Short-range three-nucleon interaction from $A=3$ data and its hierarchical structure

We construct accurate models of the three-nucleon ($3N$) interaction by fitting, in a hybrid phenomenological approach, the low-energy constants parametrizing the subleading $3N$ contact operators to the triton binding energy, $n\text{−}d$ scattering lengths, cross section, and polarization observables of $p\text{−}d$ scattering at 2 MeV center-of-mass energy. These models lead to a satisfactory description of polarized $p\text{−}d$ scattering data in the whole energy range below the deuteron breakup threshold. In particular, the longstanding $A_y$ puzzle seems to be solved thanks to the new terms considered in the $3N$ force. Two types of hierarchies among the subleading contact operators are also derived, based on the large-$N_c$ counting and on a recently proposed relativistic counting.
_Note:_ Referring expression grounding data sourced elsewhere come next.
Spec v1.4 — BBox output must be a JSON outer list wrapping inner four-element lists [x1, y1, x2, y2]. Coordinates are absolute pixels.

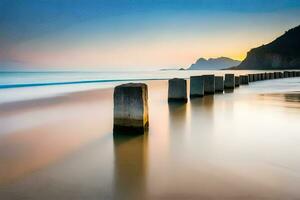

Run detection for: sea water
[[0, 72, 300, 199], [0, 70, 296, 104]]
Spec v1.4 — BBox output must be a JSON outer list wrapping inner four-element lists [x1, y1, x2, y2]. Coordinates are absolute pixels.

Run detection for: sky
[[0, 0, 300, 70]]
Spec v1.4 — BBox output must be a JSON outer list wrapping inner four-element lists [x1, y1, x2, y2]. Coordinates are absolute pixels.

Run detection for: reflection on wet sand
[[168, 102, 187, 132], [189, 95, 215, 150], [190, 95, 214, 112], [167, 103, 188, 157], [258, 92, 300, 109], [224, 88, 234, 93], [284, 92, 300, 103], [113, 133, 148, 200], [190, 95, 215, 128]]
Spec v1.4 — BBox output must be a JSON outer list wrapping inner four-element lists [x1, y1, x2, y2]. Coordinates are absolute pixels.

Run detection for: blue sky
[[1, 0, 300, 69]]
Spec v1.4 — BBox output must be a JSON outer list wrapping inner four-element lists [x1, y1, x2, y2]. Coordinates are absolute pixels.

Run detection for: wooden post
[[168, 78, 188, 102], [114, 83, 149, 134], [203, 75, 215, 95], [190, 76, 204, 98], [215, 76, 224, 93]]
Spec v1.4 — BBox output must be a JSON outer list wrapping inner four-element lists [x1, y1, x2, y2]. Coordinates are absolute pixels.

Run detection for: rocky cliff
[[237, 25, 300, 69], [188, 57, 241, 70]]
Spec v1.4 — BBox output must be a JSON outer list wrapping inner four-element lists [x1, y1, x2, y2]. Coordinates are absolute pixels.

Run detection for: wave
[[0, 78, 162, 89]]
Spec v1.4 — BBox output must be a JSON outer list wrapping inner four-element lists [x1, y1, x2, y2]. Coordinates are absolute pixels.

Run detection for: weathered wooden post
[[235, 76, 240, 87], [257, 73, 261, 81], [251, 74, 255, 81], [215, 76, 224, 93], [268, 72, 273, 79], [272, 72, 276, 79], [224, 74, 235, 89], [251, 74, 254, 82], [278, 72, 281, 79], [240, 75, 249, 85], [203, 75, 215, 94], [190, 76, 204, 98], [114, 83, 149, 134], [257, 74, 261, 81], [248, 74, 253, 82], [168, 78, 188, 102], [253, 74, 257, 82], [278, 72, 282, 78], [264, 73, 268, 80]]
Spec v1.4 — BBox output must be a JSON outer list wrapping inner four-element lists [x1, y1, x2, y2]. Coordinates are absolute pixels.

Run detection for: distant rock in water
[[188, 57, 241, 70], [237, 25, 300, 69]]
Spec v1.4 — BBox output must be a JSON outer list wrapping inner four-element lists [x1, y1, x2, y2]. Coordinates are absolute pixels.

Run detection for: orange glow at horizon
[[8, 35, 266, 69], [6, 21, 290, 69]]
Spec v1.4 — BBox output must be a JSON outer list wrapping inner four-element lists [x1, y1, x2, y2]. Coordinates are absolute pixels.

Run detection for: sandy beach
[[0, 77, 300, 199]]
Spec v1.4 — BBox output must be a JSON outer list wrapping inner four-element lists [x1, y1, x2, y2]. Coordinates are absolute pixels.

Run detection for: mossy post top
[[114, 83, 149, 134], [215, 76, 224, 80], [115, 83, 147, 90]]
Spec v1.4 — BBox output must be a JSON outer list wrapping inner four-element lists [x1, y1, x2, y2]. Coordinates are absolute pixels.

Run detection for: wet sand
[[0, 78, 300, 199]]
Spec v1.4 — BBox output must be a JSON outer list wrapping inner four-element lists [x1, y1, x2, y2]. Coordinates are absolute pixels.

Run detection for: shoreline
[[1, 70, 299, 105]]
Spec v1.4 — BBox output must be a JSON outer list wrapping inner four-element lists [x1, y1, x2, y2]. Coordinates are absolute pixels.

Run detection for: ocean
[[0, 70, 300, 199], [0, 70, 296, 104]]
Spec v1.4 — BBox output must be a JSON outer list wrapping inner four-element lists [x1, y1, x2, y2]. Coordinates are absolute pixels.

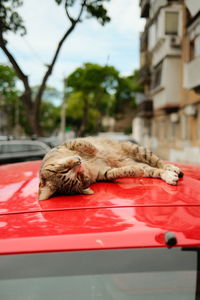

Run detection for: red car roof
[[0, 161, 200, 254]]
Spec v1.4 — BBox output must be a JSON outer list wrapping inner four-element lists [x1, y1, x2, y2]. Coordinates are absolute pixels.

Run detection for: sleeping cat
[[38, 136, 183, 200]]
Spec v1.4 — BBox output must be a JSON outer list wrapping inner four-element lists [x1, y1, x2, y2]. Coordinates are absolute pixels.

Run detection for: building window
[[181, 114, 189, 140], [190, 40, 195, 61], [190, 35, 200, 61], [165, 11, 179, 35], [151, 62, 162, 90]]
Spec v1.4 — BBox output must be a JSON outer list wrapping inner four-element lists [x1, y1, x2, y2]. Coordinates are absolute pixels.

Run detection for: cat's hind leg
[[121, 142, 183, 178], [121, 142, 164, 168]]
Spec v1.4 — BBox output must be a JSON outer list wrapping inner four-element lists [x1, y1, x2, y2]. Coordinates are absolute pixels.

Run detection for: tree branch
[[65, 2, 75, 24], [34, 0, 87, 109], [77, 0, 87, 22], [0, 34, 32, 106]]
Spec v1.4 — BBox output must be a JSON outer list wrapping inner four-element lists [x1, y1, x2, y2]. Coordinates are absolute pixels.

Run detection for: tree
[[0, 64, 61, 135], [0, 64, 21, 134], [114, 70, 144, 114], [0, 0, 111, 136], [65, 65, 144, 135], [66, 63, 120, 135], [32, 85, 61, 135], [0, 64, 18, 98], [40, 101, 60, 136], [66, 91, 101, 134]]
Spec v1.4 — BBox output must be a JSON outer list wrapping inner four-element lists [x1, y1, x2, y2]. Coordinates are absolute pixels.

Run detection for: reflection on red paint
[[0, 160, 200, 254]]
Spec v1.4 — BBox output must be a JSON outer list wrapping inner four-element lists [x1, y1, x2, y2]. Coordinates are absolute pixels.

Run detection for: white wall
[[169, 146, 200, 163], [163, 57, 181, 103], [151, 6, 183, 66], [152, 57, 181, 110], [150, 0, 167, 19], [132, 117, 143, 144], [185, 0, 200, 17], [184, 57, 200, 89], [148, 22, 157, 51]]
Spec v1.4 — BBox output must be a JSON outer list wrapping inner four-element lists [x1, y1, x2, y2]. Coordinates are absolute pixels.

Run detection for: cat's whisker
[[63, 178, 70, 184]]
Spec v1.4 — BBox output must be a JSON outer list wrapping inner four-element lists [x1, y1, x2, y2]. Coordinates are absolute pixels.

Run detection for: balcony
[[140, 50, 151, 67], [151, 57, 181, 110], [150, 0, 167, 19], [140, 30, 148, 52], [137, 99, 153, 117], [140, 0, 150, 18], [185, 0, 200, 18], [138, 65, 151, 84], [184, 57, 200, 92]]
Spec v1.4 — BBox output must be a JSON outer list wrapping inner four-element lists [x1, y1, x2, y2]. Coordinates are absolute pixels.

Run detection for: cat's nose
[[74, 164, 84, 174]]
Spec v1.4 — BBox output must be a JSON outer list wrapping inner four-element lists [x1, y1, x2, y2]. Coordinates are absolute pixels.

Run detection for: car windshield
[[0, 247, 199, 300]]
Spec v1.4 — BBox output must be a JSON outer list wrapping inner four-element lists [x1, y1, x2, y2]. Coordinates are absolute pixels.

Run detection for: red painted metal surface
[[0, 160, 200, 254]]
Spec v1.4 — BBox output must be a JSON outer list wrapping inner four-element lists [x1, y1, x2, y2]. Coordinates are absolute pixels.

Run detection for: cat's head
[[38, 156, 94, 201]]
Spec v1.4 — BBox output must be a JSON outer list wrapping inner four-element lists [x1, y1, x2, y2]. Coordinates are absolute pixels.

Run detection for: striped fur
[[38, 137, 183, 200]]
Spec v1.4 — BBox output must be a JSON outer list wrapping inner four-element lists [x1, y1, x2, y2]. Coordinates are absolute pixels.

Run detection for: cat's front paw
[[161, 171, 179, 185], [65, 156, 82, 169], [72, 156, 82, 166], [164, 164, 184, 178]]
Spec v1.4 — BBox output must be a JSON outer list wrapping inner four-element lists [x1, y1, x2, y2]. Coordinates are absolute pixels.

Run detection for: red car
[[0, 160, 200, 299]]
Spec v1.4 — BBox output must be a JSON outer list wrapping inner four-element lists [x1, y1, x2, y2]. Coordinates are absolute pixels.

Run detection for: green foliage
[[65, 63, 144, 135], [113, 70, 144, 114], [86, 2, 110, 25], [67, 62, 119, 113], [0, 64, 26, 133], [66, 91, 100, 134], [0, 64, 18, 99], [131, 69, 144, 93], [67, 63, 119, 93], [33, 85, 61, 134], [54, 0, 111, 25], [0, 0, 111, 136], [0, 0, 26, 39], [0, 64, 61, 135], [66, 92, 84, 122], [40, 101, 60, 135]]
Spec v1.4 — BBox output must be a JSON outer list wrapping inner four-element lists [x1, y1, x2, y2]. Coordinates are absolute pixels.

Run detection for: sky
[[0, 0, 145, 97]]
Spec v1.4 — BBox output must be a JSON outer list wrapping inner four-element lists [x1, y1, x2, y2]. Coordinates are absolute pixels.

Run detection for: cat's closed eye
[[59, 169, 70, 174]]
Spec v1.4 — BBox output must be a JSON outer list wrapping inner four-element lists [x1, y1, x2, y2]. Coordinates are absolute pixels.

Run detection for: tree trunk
[[21, 94, 43, 136], [78, 96, 89, 137], [31, 113, 43, 137]]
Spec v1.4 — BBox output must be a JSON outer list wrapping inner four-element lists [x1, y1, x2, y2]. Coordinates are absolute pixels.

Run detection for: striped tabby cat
[[38, 137, 183, 200]]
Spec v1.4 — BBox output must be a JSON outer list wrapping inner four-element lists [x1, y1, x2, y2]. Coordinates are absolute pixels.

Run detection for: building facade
[[134, 0, 200, 163]]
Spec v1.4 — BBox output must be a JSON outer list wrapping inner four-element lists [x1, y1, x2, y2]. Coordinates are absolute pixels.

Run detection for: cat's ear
[[82, 188, 94, 195], [38, 182, 54, 201]]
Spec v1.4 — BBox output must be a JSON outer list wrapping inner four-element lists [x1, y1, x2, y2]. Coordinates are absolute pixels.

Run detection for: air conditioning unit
[[184, 105, 197, 116], [170, 36, 181, 48], [170, 113, 179, 123]]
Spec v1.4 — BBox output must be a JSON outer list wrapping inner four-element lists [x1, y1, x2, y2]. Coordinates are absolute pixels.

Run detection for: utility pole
[[105, 54, 110, 66], [60, 77, 66, 143]]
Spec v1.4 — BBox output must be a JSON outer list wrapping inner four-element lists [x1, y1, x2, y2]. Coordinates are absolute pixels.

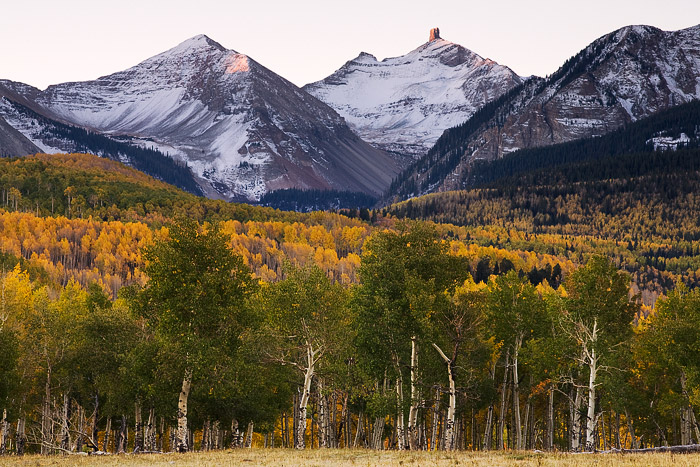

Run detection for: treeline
[[388, 148, 700, 242], [385, 148, 700, 297], [258, 188, 377, 212], [0, 153, 308, 225], [1, 220, 698, 455], [386, 81, 530, 199], [0, 153, 578, 298], [466, 100, 700, 188], [387, 70, 700, 202], [3, 100, 202, 194]]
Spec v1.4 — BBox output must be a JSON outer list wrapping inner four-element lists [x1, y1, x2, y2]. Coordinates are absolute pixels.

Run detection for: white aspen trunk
[[625, 408, 638, 449], [338, 392, 349, 448], [680, 407, 688, 445], [145, 407, 155, 451], [528, 398, 536, 449], [571, 384, 583, 451], [213, 421, 221, 450], [372, 417, 385, 450], [497, 350, 510, 450], [585, 320, 599, 452], [445, 361, 456, 450], [432, 343, 456, 451], [440, 409, 446, 450], [483, 403, 494, 450], [61, 392, 70, 451], [0, 409, 8, 454], [680, 370, 700, 443], [201, 419, 209, 451], [158, 417, 164, 452], [546, 384, 554, 451], [90, 394, 99, 452], [176, 367, 192, 452], [75, 405, 84, 452], [483, 358, 496, 450], [103, 417, 111, 452], [296, 343, 314, 449], [408, 336, 420, 450], [512, 337, 523, 450], [395, 375, 406, 450], [0, 409, 10, 454], [16, 417, 26, 455], [523, 397, 530, 450], [231, 419, 240, 448], [41, 366, 51, 455], [431, 386, 440, 450], [345, 396, 351, 448], [134, 400, 143, 452], [318, 378, 327, 448], [690, 408, 700, 445], [331, 391, 337, 448], [116, 415, 126, 454], [245, 421, 254, 448], [353, 410, 364, 448]]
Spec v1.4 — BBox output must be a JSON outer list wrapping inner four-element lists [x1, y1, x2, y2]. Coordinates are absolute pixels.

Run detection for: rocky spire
[[429, 28, 440, 41]]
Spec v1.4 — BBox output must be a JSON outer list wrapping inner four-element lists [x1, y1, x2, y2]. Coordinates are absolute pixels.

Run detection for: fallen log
[[598, 444, 700, 454]]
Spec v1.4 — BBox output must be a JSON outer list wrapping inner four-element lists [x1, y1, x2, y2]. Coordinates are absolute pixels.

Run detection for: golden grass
[[3, 449, 700, 467]]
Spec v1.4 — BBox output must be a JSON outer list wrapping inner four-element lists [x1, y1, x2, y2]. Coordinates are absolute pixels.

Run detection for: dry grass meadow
[[3, 449, 700, 467]]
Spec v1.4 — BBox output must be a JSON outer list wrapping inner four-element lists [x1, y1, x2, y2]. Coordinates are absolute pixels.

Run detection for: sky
[[2, 0, 699, 90]]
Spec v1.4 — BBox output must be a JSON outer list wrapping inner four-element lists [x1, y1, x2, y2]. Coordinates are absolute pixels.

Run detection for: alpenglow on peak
[[429, 27, 441, 41]]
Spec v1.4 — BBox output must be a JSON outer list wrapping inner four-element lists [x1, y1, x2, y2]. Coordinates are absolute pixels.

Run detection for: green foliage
[[565, 255, 637, 350], [487, 271, 546, 351], [0, 153, 312, 225], [138, 218, 255, 375], [0, 324, 19, 409], [354, 222, 469, 378], [260, 263, 351, 375]]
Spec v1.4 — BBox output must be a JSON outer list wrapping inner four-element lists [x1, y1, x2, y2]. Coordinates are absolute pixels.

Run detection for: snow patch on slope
[[305, 36, 522, 157]]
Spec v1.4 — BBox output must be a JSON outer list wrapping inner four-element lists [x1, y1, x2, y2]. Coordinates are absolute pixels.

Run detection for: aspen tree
[[138, 219, 254, 452]]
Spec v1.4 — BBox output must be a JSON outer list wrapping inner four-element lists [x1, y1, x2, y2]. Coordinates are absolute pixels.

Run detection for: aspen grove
[[2, 218, 700, 455]]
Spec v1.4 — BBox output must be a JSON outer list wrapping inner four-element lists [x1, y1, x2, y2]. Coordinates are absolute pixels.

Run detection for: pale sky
[[2, 0, 699, 90]]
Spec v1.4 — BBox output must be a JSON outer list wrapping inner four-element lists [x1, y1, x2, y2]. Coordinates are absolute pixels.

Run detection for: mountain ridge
[[1, 35, 401, 201], [386, 23, 700, 200], [304, 29, 523, 158]]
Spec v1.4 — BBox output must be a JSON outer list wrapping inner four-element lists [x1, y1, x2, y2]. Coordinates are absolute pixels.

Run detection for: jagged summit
[[387, 23, 700, 199], [304, 31, 522, 158]]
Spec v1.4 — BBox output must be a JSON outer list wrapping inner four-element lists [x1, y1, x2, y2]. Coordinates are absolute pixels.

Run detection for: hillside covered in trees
[[0, 151, 699, 456], [386, 139, 700, 302], [387, 98, 700, 201]]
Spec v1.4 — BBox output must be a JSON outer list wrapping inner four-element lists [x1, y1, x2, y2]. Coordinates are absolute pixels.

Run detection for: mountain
[[304, 28, 522, 158], [0, 35, 400, 201], [388, 24, 700, 199], [0, 115, 39, 157]]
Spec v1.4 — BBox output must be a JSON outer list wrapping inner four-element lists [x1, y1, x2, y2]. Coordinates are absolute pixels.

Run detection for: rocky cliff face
[[1, 35, 400, 200], [389, 24, 700, 198], [0, 115, 39, 156], [304, 29, 522, 158]]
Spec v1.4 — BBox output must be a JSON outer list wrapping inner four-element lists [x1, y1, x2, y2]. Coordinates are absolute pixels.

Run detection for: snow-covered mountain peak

We test these hierarchies against the same experimental data and show that they are respected at a reasonable level.

Figure 1

Fitted curves, including only the tensor and spin-orbit subleading contact operator on the top of the AV18+UIX interaction, to a set of cross-section and polarization observables in $p\text{−}d$ scattering at 3 MeV proton energy [27], for $\mathrm{\Lambda }=200-500$ MeV (red bands) as compared to the purely two-body AV18 interaction (dashed black lines) and to the AV18+UIX two- and three-nucleon interaction (dashed-dotted, blue lines).

Figure 2

Same as Fig. 1 but including all the $T=1/2$ subleading contact operators.

Figure 3

Predictions of the models determined at $\mathrm{\Lambda }$ between 200 and 500 MeV (red bands) for a set of cross section and polarization $p\text{−}d$ observables at $E_p=1$ MeV energy, as compared to the purely two-body AV18 interaction (dashed, black lines) and to the AV18+UIX two- and three-nucleon interaction (dashed-dotted, blue lines), in comparison to experimental data [44].

Figure 4

Predictions of the model determined at $\mathrm{\Lambda }=300$ MeV for a set of cross section and polarization $p\text{−}d$ observables at $E_p=2.5$ MeV proton energy (solid, red lines) as compared to the purely two-body AV18 interaction (dashed, black lines) and to the AV18+UIX two- and three-nucleon interaction (dashed-dotted, blue lines), in comparison to experimental data [27].

Figure 5

Same as Fig. 4 but for $E_p=2$ MeV proton energy. Data are from Ref. [44].

Figure 6

Same as Fig. 4 but for proton energy $E_p=0.647$ MeV. Data are from Ref. [45].

Figure 7

Prediction of the model determined at $\mathrm{\Lambda }=300$ MeV (red stars connected by solid lines) for the center-of-mass energy dependence of the vector polarization observable $i{T}_{11}$ at $\theta ={88}^{\circ }$ as compared to available experimental data of Ref. [45]. Also shown is the prediction of the simplified model corresponding to the second row of Table 1 (red stars, connected by dotted lines), of the purely two-body AV18 interaction (black stars connected by dashed lines) and to the AV18+UIX nuclear interaction (blues stars connected by dashed-dotted lines).

Figure 8

Same as Fig. 1 but for the models that include all the $T=1/2$ subleading contact operators, without the UIX TNI.

Figure 9

Fit results in the leading order of the large-$N_c$ limit to a set of cross section and polarization $p\text{−}d$ observables at 3 MeV proton energy, for $\mathrm{\Lambda }=200\text{–}500$ MeV (red bands) as compared to the purely two-body AV18 interaction (dashed, black lines) and to the AV18+UIX two- and three-nucleon interaction (dashed-dotted, blue lines).

Figure 10

Fit results in the leading order of the relativistic counting to a set of cross section and polarization $p\text{−}d$ observables at 3 MeV proton energy, for $\mathrm{\Lambda }=200\text{–}500$ MeV (red bands) as compared to the purely two-body AV18 interaction (dashed, black lines) and to the AV18+UIX two- and three-nucleon interaction (dashed-dotted, blue lines).